Everything complete!

The parachute is finished, the payload layout finalized & balanced, and I am now waiting on one thing: the jet stream. The jet stream, as most of you probably already know, is a relatively high-speed wind that can easily be over 100 miles-per-hour. While we could potentially launch into the jet stream, I want to maximize the chance that our humble near-space nanosatellite will land as close as possible to our launch site. I love a good road trip, but I'd rather not drive a hundred miles or more to pick up our payload. The balloon we're using has a normal inflation rate diameter of 10 feet, and the volume of a sphere (4/3 X pie X r^3; so, I computed 4/3 X 3.1416 X 5^3 which equals 522 cubic feet of helium at "normal" inflation). I weighed the payload at 1.8 pounds, and I read from the students at MIT that they calculated a "free-lift" ascent rate of 300 feet per minute for each 1 pound of free lift (free lift is the force of lift the balloon will have in addition to the payload; more free lift means a faster ascent rate, which is good so long as the balloon is not filled up to the point where it will burst before reaching 100K feet). If we want our balloon to reach 90-120K feet in about 30-45 minutes, it will need 10 pounds of free lift, or about 12 pounds of lift entirely. 15 cubic feet of helium lifts one pound, so we are looking at 12X15 = 180 cubic feet of helium. At 10 pounds of free lift, the balloon should rise at 3,000 feet per minute and reach 120K feet in 40 minutes. Additionally, we will be filling the balloon about 1/3 of it's "normal" inflation size, so there should be enough room for expansion.

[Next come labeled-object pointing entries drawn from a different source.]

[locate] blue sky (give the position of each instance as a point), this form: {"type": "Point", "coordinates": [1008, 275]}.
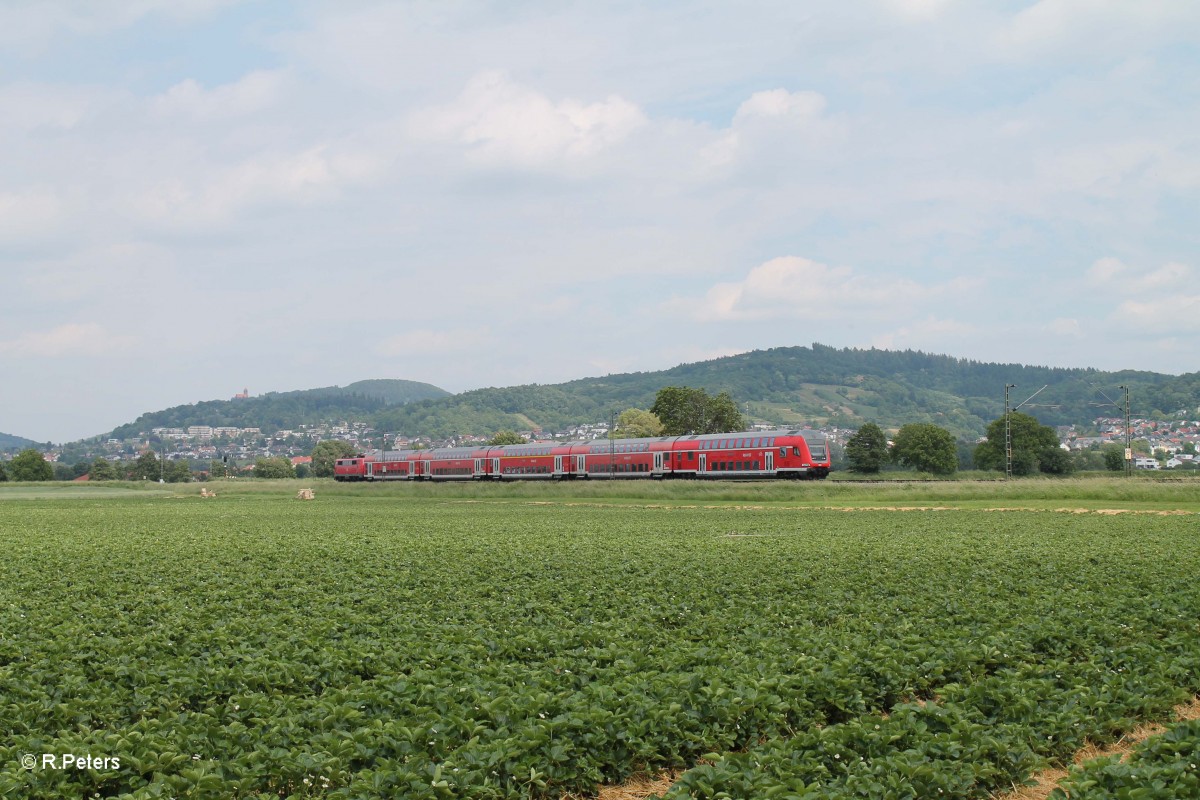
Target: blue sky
{"type": "Point", "coordinates": [202, 196]}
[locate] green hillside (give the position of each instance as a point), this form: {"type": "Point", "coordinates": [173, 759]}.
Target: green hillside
{"type": "Point", "coordinates": [283, 410]}
{"type": "Point", "coordinates": [9, 441]}
{"type": "Point", "coordinates": [816, 386]}
{"type": "Point", "coordinates": [813, 385]}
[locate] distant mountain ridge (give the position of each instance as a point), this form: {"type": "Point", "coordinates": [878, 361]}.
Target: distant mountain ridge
{"type": "Point", "coordinates": [287, 410]}
{"type": "Point", "coordinates": [815, 385]}
{"type": "Point", "coordinates": [10, 441]}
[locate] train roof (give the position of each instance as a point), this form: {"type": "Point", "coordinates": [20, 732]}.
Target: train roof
{"type": "Point", "coordinates": [809, 434]}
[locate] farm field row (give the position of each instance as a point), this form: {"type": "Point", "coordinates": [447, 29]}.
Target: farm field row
{"type": "Point", "coordinates": [430, 644]}
{"type": "Point", "coordinates": [1143, 492]}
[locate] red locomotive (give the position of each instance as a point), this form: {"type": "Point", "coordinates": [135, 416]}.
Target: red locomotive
{"type": "Point", "coordinates": [761, 453]}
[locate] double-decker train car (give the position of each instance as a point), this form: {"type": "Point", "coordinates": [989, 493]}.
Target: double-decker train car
{"type": "Point", "coordinates": [748, 455]}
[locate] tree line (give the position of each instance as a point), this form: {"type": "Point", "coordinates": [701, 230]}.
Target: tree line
{"type": "Point", "coordinates": [927, 447]}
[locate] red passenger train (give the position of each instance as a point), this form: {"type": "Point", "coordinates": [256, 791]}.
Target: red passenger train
{"type": "Point", "coordinates": [761, 453]}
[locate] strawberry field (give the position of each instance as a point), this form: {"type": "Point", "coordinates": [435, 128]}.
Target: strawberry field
{"type": "Point", "coordinates": [430, 647]}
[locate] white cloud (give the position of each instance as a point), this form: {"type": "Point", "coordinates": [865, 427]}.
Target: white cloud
{"type": "Point", "coordinates": [1065, 326]}
{"type": "Point", "coordinates": [502, 122]}
{"type": "Point", "coordinates": [780, 103]}
{"type": "Point", "coordinates": [1104, 270]}
{"type": "Point", "coordinates": [921, 334]}
{"type": "Point", "coordinates": [69, 340]}
{"type": "Point", "coordinates": [30, 107]}
{"type": "Point", "coordinates": [426, 341]}
{"type": "Point", "coordinates": [198, 200]}
{"type": "Point", "coordinates": [1161, 314]}
{"type": "Point", "coordinates": [29, 214]}
{"type": "Point", "coordinates": [247, 95]}
{"type": "Point", "coordinates": [30, 26]}
{"type": "Point", "coordinates": [791, 287]}
{"type": "Point", "coordinates": [1113, 274]}
{"type": "Point", "coordinates": [1098, 26]}
{"type": "Point", "coordinates": [771, 124]}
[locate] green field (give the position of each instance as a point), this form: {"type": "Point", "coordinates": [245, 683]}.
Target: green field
{"type": "Point", "coordinates": [773, 641]}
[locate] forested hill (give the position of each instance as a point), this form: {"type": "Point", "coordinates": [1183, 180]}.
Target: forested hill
{"type": "Point", "coordinates": [9, 441]}
{"type": "Point", "coordinates": [286, 410]}
{"type": "Point", "coordinates": [817, 385]}
{"type": "Point", "coordinates": [814, 385]}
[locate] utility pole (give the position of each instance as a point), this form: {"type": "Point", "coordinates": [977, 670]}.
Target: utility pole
{"type": "Point", "coordinates": [612, 443]}
{"type": "Point", "coordinates": [1008, 435]}
{"type": "Point", "coordinates": [1128, 449]}
{"type": "Point", "coordinates": [1128, 434]}
{"type": "Point", "coordinates": [1008, 427]}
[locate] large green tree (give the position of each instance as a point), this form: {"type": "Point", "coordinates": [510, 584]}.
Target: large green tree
{"type": "Point", "coordinates": [178, 471]}
{"type": "Point", "coordinates": [274, 467]}
{"type": "Point", "coordinates": [505, 438]}
{"type": "Point", "coordinates": [1031, 441]}
{"type": "Point", "coordinates": [147, 467]}
{"type": "Point", "coordinates": [684, 409]}
{"type": "Point", "coordinates": [102, 470]}
{"type": "Point", "coordinates": [637, 423]}
{"type": "Point", "coordinates": [925, 447]}
{"type": "Point", "coordinates": [325, 455]}
{"type": "Point", "coordinates": [30, 465]}
{"type": "Point", "coordinates": [867, 450]}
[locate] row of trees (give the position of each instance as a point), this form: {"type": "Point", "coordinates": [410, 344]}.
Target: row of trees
{"type": "Point", "coordinates": [930, 449]}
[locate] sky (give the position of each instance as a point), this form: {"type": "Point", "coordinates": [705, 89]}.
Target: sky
{"type": "Point", "coordinates": [205, 196]}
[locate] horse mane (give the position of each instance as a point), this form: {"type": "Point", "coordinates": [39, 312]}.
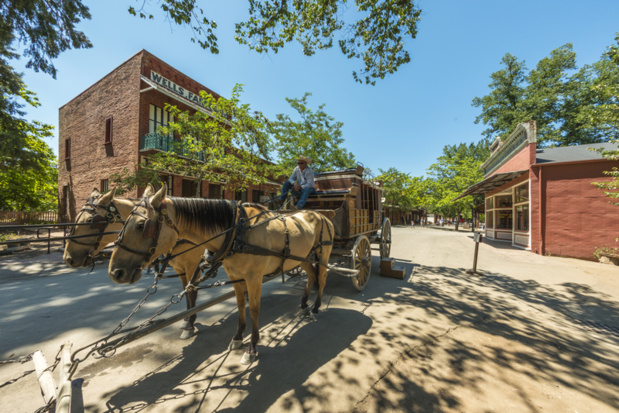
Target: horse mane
{"type": "Point", "coordinates": [199, 214]}
{"type": "Point", "coordinates": [255, 205]}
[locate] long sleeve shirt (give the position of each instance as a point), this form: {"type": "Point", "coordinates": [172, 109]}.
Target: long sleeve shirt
{"type": "Point", "coordinates": [304, 178]}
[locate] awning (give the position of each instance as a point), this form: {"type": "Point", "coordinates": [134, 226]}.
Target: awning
{"type": "Point", "coordinates": [490, 183]}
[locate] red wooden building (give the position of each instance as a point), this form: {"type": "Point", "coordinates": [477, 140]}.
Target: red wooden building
{"type": "Point", "coordinates": [113, 125]}
{"type": "Point", "coordinates": [543, 199]}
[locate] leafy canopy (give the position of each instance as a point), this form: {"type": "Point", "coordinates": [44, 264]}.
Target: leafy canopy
{"type": "Point", "coordinates": [28, 172]}
{"type": "Point", "coordinates": [315, 134]}
{"type": "Point", "coordinates": [569, 105]}
{"type": "Point", "coordinates": [228, 144]}
{"type": "Point", "coordinates": [609, 113]}
{"type": "Point", "coordinates": [456, 169]}
{"type": "Point", "coordinates": [371, 31]}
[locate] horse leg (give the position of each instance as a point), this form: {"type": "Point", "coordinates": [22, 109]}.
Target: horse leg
{"type": "Point", "coordinates": [322, 281]}
{"type": "Point", "coordinates": [188, 323]}
{"type": "Point", "coordinates": [255, 290]}
{"type": "Point", "coordinates": [239, 292]}
{"type": "Point", "coordinates": [311, 277]}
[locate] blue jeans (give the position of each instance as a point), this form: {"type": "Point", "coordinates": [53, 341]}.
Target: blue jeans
{"type": "Point", "coordinates": [303, 194]}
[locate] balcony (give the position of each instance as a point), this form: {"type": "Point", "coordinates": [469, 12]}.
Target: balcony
{"type": "Point", "coordinates": [165, 143]}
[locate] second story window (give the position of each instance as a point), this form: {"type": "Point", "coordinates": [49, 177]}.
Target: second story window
{"type": "Point", "coordinates": [158, 118]}
{"type": "Point", "coordinates": [108, 131]}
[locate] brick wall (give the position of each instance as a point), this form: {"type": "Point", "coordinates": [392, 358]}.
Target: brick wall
{"type": "Point", "coordinates": [82, 120]}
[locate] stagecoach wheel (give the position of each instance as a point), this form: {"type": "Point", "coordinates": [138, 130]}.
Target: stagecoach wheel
{"type": "Point", "coordinates": [385, 239]}
{"type": "Point", "coordinates": [361, 260]}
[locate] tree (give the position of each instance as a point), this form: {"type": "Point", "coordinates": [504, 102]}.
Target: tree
{"type": "Point", "coordinates": [29, 184]}
{"type": "Point", "coordinates": [563, 100]}
{"type": "Point", "coordinates": [609, 114]}
{"type": "Point", "coordinates": [228, 144]}
{"type": "Point", "coordinates": [27, 164]}
{"type": "Point", "coordinates": [315, 135]}
{"type": "Point", "coordinates": [373, 31]}
{"type": "Point", "coordinates": [500, 108]}
{"type": "Point", "coordinates": [456, 169]}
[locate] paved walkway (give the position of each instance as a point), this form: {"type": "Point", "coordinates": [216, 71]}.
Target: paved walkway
{"type": "Point", "coordinates": [532, 334]}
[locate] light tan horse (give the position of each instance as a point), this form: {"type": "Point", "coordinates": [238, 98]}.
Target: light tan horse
{"type": "Point", "coordinates": [263, 235]}
{"type": "Point", "coordinates": [104, 213]}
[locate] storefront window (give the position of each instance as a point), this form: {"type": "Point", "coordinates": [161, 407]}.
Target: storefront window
{"type": "Point", "coordinates": [489, 203]}
{"type": "Point", "coordinates": [504, 219]}
{"type": "Point", "coordinates": [504, 201]}
{"type": "Point", "coordinates": [522, 193]}
{"type": "Point", "coordinates": [522, 218]}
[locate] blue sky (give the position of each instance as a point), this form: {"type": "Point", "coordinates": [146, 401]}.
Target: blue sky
{"type": "Point", "coordinates": [403, 122]}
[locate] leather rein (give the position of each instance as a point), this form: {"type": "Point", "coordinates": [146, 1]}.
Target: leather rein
{"type": "Point", "coordinates": [97, 222]}
{"type": "Point", "coordinates": [148, 232]}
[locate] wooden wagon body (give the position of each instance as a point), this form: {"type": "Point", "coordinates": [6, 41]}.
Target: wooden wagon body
{"type": "Point", "coordinates": [354, 205]}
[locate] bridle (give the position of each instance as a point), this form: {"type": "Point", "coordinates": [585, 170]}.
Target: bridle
{"type": "Point", "coordinates": [99, 222]}
{"type": "Point", "coordinates": [152, 228]}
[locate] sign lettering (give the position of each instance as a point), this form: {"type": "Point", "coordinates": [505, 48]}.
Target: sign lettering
{"type": "Point", "coordinates": [180, 91]}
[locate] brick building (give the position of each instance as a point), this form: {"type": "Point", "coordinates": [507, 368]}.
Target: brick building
{"type": "Point", "coordinates": [112, 126]}
{"type": "Point", "coordinates": [544, 199]}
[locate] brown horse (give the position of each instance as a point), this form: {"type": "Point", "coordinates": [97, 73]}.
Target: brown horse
{"type": "Point", "coordinates": [105, 214]}
{"type": "Point", "coordinates": [263, 243]}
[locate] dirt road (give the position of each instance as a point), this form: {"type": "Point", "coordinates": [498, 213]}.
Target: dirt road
{"type": "Point", "coordinates": [532, 334]}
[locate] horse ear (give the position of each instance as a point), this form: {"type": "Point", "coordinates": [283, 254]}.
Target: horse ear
{"type": "Point", "coordinates": [159, 196]}
{"type": "Point", "coordinates": [107, 198]}
{"type": "Point", "coordinates": [150, 189]}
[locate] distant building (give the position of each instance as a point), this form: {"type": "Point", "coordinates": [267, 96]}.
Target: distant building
{"type": "Point", "coordinates": [113, 125]}
{"type": "Point", "coordinates": [544, 200]}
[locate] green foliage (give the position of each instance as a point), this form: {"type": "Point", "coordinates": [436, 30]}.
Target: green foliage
{"type": "Point", "coordinates": [31, 185]}
{"type": "Point", "coordinates": [228, 144]}
{"type": "Point", "coordinates": [315, 135]}
{"type": "Point", "coordinates": [401, 190]}
{"type": "Point", "coordinates": [570, 105]}
{"type": "Point", "coordinates": [608, 114]}
{"type": "Point", "coordinates": [607, 250]}
{"type": "Point", "coordinates": [28, 174]}
{"type": "Point", "coordinates": [456, 169]}
{"type": "Point", "coordinates": [372, 31]}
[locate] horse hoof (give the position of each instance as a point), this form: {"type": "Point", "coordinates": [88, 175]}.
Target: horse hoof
{"type": "Point", "coordinates": [188, 334]}
{"type": "Point", "coordinates": [248, 358]}
{"type": "Point", "coordinates": [235, 344]}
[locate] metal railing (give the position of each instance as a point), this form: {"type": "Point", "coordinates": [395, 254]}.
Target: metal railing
{"type": "Point", "coordinates": [169, 144]}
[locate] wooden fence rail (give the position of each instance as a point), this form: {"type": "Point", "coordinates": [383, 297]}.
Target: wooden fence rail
{"type": "Point", "coordinates": [23, 217]}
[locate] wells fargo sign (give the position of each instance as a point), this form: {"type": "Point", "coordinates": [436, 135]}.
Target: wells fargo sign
{"type": "Point", "coordinates": [180, 91]}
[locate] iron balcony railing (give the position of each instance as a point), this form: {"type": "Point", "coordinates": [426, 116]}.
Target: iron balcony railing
{"type": "Point", "coordinates": [169, 144]}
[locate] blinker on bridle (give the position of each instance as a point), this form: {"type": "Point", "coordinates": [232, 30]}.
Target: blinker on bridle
{"type": "Point", "coordinates": [152, 229]}
{"type": "Point", "coordinates": [97, 221]}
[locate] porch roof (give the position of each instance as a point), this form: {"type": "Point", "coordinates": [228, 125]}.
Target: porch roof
{"type": "Point", "coordinates": [490, 183]}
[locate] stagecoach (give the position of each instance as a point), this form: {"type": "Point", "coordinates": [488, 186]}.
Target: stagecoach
{"type": "Point", "coordinates": [354, 206]}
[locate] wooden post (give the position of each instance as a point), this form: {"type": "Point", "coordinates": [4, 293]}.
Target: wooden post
{"type": "Point", "coordinates": [477, 238]}
{"type": "Point", "coordinates": [46, 380]}
{"type": "Point", "coordinates": [63, 400]}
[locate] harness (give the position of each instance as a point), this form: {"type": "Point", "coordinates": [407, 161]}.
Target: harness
{"type": "Point", "coordinates": [152, 229]}
{"type": "Point", "coordinates": [98, 222]}
{"type": "Point", "coordinates": [234, 242]}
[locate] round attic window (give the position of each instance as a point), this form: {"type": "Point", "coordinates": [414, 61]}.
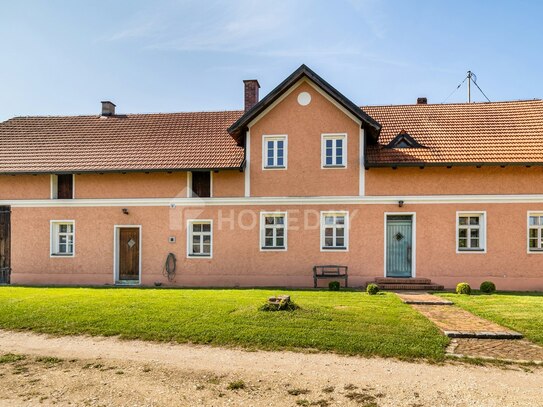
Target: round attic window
{"type": "Point", "coordinates": [304, 98]}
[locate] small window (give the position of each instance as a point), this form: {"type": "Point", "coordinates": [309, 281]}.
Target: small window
{"type": "Point", "coordinates": [274, 149]}
{"type": "Point", "coordinates": [535, 232]}
{"type": "Point", "coordinates": [200, 184]}
{"type": "Point", "coordinates": [334, 230]}
{"type": "Point", "coordinates": [334, 150]}
{"type": "Point", "coordinates": [62, 238]}
{"type": "Point", "coordinates": [471, 232]}
{"type": "Point", "coordinates": [62, 186]}
{"type": "Point", "coordinates": [273, 231]}
{"type": "Point", "coordinates": [200, 236]}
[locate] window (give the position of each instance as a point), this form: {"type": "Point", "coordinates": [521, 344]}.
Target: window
{"type": "Point", "coordinates": [274, 152]}
{"type": "Point", "coordinates": [334, 230]}
{"type": "Point", "coordinates": [471, 232]}
{"type": "Point", "coordinates": [63, 238]}
{"type": "Point", "coordinates": [535, 232]}
{"type": "Point", "coordinates": [334, 150]}
{"type": "Point", "coordinates": [273, 231]}
{"type": "Point", "coordinates": [62, 186]}
{"type": "Point", "coordinates": [200, 184]}
{"type": "Point", "coordinates": [199, 238]}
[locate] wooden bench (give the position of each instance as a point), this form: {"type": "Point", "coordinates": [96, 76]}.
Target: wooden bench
{"type": "Point", "coordinates": [336, 272]}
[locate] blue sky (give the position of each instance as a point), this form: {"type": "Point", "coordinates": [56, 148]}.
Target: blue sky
{"type": "Point", "coordinates": [64, 57]}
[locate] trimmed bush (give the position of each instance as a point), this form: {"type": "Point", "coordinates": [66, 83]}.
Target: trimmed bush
{"type": "Point", "coordinates": [463, 288]}
{"type": "Point", "coordinates": [488, 287]}
{"type": "Point", "coordinates": [333, 286]}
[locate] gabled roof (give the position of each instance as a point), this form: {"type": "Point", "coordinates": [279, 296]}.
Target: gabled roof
{"type": "Point", "coordinates": [237, 129]}
{"type": "Point", "coordinates": [404, 140]}
{"type": "Point", "coordinates": [495, 133]}
{"type": "Point", "coordinates": [134, 142]}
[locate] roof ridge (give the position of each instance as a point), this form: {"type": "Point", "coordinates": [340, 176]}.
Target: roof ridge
{"type": "Point", "coordinates": [457, 103]}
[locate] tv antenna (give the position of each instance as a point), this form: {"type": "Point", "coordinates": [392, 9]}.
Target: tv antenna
{"type": "Point", "coordinates": [471, 78]}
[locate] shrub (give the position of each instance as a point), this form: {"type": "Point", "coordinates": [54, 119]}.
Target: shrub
{"type": "Point", "coordinates": [333, 285]}
{"type": "Point", "coordinates": [463, 288]}
{"type": "Point", "coordinates": [488, 287]}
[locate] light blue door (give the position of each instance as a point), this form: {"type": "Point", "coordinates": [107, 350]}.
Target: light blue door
{"type": "Point", "coordinates": [399, 245]}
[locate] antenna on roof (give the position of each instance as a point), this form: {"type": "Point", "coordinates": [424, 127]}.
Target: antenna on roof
{"type": "Point", "coordinates": [470, 77]}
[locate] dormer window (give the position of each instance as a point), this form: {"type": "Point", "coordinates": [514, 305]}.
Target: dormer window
{"type": "Point", "coordinates": [62, 186]}
{"type": "Point", "coordinates": [404, 140]}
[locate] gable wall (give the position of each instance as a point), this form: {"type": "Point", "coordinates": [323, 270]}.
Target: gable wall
{"type": "Point", "coordinates": [304, 126]}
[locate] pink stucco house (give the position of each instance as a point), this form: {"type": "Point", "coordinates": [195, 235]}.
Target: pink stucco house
{"type": "Point", "coordinates": [302, 177]}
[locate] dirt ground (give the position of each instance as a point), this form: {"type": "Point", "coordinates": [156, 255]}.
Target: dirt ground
{"type": "Point", "coordinates": [84, 371]}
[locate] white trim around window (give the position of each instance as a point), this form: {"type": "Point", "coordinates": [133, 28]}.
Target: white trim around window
{"type": "Point", "coordinates": [273, 231]}
{"type": "Point", "coordinates": [335, 152]}
{"type": "Point", "coordinates": [278, 146]}
{"type": "Point", "coordinates": [334, 233]}
{"type": "Point", "coordinates": [62, 238]}
{"type": "Point", "coordinates": [202, 248]}
{"type": "Point", "coordinates": [472, 226]}
{"type": "Point", "coordinates": [534, 223]}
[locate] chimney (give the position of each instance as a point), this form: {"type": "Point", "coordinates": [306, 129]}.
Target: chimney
{"type": "Point", "coordinates": [108, 108]}
{"type": "Point", "coordinates": [251, 93]}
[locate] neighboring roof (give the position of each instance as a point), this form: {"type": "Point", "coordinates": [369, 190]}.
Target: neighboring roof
{"type": "Point", "coordinates": [237, 129]}
{"type": "Point", "coordinates": [134, 142]}
{"type": "Point", "coordinates": [460, 134]}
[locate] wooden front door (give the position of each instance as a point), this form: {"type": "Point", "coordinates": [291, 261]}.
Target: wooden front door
{"type": "Point", "coordinates": [399, 246]}
{"type": "Point", "coordinates": [129, 254]}
{"type": "Point", "coordinates": [5, 244]}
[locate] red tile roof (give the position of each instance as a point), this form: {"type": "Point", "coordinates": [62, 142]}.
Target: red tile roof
{"type": "Point", "coordinates": [485, 133]}
{"type": "Point", "coordinates": [154, 142]}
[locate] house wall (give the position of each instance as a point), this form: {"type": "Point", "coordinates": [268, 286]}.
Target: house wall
{"type": "Point", "coordinates": [25, 187]}
{"type": "Point", "coordinates": [238, 261]}
{"type": "Point", "coordinates": [454, 181]}
{"type": "Point", "coordinates": [304, 125]}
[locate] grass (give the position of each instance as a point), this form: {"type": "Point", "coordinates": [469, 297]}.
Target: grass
{"type": "Point", "coordinates": [345, 322]}
{"type": "Point", "coordinates": [522, 312]}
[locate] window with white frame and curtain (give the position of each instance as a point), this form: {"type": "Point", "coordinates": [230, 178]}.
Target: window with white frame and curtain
{"type": "Point", "coordinates": [334, 231]}
{"type": "Point", "coordinates": [274, 152]}
{"type": "Point", "coordinates": [273, 231]}
{"type": "Point", "coordinates": [200, 238]}
{"type": "Point", "coordinates": [62, 238]}
{"type": "Point", "coordinates": [471, 232]}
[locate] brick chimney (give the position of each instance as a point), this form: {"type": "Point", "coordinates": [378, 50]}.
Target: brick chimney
{"type": "Point", "coordinates": [108, 108]}
{"type": "Point", "coordinates": [251, 93]}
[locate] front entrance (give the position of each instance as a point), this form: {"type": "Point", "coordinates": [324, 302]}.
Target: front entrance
{"type": "Point", "coordinates": [128, 255]}
{"type": "Point", "coordinates": [5, 244]}
{"type": "Point", "coordinates": [399, 246]}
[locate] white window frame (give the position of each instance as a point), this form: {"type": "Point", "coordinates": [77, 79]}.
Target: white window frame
{"type": "Point", "coordinates": [54, 240]}
{"type": "Point", "coordinates": [189, 185]}
{"type": "Point", "coordinates": [54, 186]}
{"type": "Point", "coordinates": [276, 137]}
{"type": "Point", "coordinates": [530, 250]}
{"type": "Point", "coordinates": [345, 233]}
{"type": "Point", "coordinates": [333, 136]}
{"type": "Point", "coordinates": [190, 223]}
{"type": "Point", "coordinates": [263, 215]}
{"type": "Point", "coordinates": [482, 232]}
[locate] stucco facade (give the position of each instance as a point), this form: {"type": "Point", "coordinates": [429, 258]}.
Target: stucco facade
{"type": "Point", "coordinates": [159, 205]}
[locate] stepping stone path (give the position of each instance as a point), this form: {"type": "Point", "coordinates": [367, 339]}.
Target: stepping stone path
{"type": "Point", "coordinates": [471, 335]}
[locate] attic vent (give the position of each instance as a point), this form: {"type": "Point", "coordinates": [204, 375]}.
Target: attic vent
{"type": "Point", "coordinates": [404, 140]}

Well, that about does it. If anyone has anything to add or something I might have missed or miscalculated, please don't hesitate to let me know. This is a first-time launch by someone without an engineering or physics background/training. I will be checking the weather reports, and plan the launch for the early hours so we can get our sunrise photo. With an estimated 30-40 minute ascent to a decent view of our planet, and the fact that at 100K feet the sun rises as if you are 6-degrees further towards the direction the sun rises (about 20 minutes earlier), I'm taking a stab at launching about an hour before sunrise. That gives us time to obtain a great photo, and I'm not having to launch too early in the morning! It is spring break, and sleeping in is almost a tradition for those of us in higher education! I'll post the evening before launch. Wish me luck, comrades!